R Tutorial

Material heavily influenced by Nicholas J Clark’s excellent course on Ecological forecasting with mvgam and brms

Installation

Check if your installation worked

cmdstan_version()

If this returns a version number like "2.32.2" then things are working properly.

Introduction

So far we’ve developed relatively simple time-series models
Linear time-series dependance
Linear responses to environmental factors
Normally distributed errors
No model of observation error
No interactions between species
Can’t handle missing data
Most of these are violated in ecological systems
So start fitting more complex models

mvgam

Models like this are not trivial to fit
Use STAN
Uses MCMC to explore parameter space to fit the model using Bayesian methods
Typically requires learning a separate language - STAN is it’s own language
This lets you write arbitrarily complex models, but really needs a course in Bayesian methods
So, we’re going to use an R package called mvgam to implement our models
We’re going to use it because it’s the simplest way to make complex time-series model in R

library(mvgam)
library(dplyr)

Data

Data on the population dynamics of the Desert Pocket Mouse

pp_data <- read.csv("content/data/pp_abundance_timeseries.csv")
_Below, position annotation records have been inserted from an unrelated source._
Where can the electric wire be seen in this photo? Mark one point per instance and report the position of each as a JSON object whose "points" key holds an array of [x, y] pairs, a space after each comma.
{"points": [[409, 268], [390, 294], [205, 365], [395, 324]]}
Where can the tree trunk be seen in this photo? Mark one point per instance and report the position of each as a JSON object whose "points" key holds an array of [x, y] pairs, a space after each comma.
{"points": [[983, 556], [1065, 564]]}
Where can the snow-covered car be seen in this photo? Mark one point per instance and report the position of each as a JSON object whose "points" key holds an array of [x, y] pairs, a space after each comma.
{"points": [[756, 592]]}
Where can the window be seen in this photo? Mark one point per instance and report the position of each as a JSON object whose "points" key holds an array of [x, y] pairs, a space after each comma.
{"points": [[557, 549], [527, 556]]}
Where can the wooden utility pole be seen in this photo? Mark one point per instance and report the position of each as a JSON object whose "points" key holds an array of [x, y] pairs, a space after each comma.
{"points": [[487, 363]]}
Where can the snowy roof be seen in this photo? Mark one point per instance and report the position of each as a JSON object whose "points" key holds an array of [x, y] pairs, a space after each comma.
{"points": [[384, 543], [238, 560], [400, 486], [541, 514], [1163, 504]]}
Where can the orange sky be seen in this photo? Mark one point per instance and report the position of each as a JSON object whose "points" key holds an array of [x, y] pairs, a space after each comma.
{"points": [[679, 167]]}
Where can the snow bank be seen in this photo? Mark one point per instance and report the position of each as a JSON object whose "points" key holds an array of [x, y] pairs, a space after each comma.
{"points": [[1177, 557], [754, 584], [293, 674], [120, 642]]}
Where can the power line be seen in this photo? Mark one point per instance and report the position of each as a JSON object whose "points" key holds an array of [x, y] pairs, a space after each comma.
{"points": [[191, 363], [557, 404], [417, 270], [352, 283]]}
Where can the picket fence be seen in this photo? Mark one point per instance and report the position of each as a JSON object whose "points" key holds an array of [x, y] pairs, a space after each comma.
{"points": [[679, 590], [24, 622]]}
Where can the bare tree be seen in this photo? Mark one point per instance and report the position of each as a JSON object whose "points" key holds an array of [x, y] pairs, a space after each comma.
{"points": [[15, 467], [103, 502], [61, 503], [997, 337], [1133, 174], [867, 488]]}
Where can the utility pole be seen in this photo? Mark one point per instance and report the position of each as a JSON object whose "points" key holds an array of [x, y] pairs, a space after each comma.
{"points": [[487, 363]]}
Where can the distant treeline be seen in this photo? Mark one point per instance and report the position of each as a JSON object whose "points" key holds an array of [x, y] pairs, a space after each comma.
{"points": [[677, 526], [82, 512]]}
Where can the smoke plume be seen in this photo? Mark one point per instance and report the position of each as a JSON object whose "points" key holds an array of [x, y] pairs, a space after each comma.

mvgam requires it’s own specific data format and doesn’t currently work with tsibbles
Requires a time variable be present in the data to index temporal observations starting at 1.
Our newmoonnumber indexes the monthly samples so convert it to a start at 1
Also requires a a series variable, which needs to be a factor
Helps when analyzing multiple time series at once (e.g., multiple species)

pp_data <- read.csv("content/data/pp_abundance_timeseries.csv") |>
  mutate(time = newmoonnumber - min(newmoonnumber) + 1) |>
  mutate(series = as.factor('PP')) |>
  select(time, series, abundance, mintemp, cool_precip)

124 months of data
Reserve 24 for testing

data_train <- filter(pp_data, time <= 100) 
data_test <- filter(pp_data, time > 100)

Simply time-series models in mvgam

mvgam comes with a time-series visualization function like we had in fable

plot_mvgam_series(data = pp_data, y = 'abundance')

Start by building something similar to what we’ve done before with the number of desert pocket mice
Model has an exogenous driver - minimum temperature
An autoregressive component
Gaussian error

$$y_t = c + \beta_1 x_{1,t} + \beta_2 y_{t-1} + \mathcal{N}(0,\sigma^{2})$$

Which can also be written as

$$y_t = \mathcal{N}(\mu,\sigma^{2})$$ $$u_t = c + \beta_1 x_{1,t} + \beta_2 y_{t-1}$$

Fit using the mvgam() function
Follows a Base R model structure so start with the model formula
Instead of including the AR component in the model we add a separate trend_model argument
We’ll use "AR1"
Specify the error family = gaussian()
Then we can specify the data for fitting the model and the data for making/evaluating forecasts

baseline_model = mvgam(abundance ~ mintemp,
                       trend_model = "AR1",
                       family = gaussian(),
                       data = data_train)

Bayesian model fitting

That’s a lot of output for fitting a model
What’s going on?
It is difficult to fit more complex time-series models
One way to fit them is using Bayesian methods
These methods iteratively search parameter space for the best parameter values
Using something called Markov Chain Monte Carlo (MCMC)
Draw 2D parameter search on board
The "Iteration" lines are telling us that the model is working it’s way through this process
The "Warmup" lines are iterations that are used to get in the right parameter space but then thrown away
The "Sampling" lines are iterations that serve as samples for each of the parameters we are fitting
Having multiple samples gives us the uncertainty in the parameters by looking at how variable those values are
The different "chains" are because we typically go through this process multiple times to check than we are converging to the right values
We can look at the result of this fitting process using mcmc_plot

mcmc_plot(baseline_model, type = "trace", variable = c("mintemp", "ar1[1]", "sigma[1]"))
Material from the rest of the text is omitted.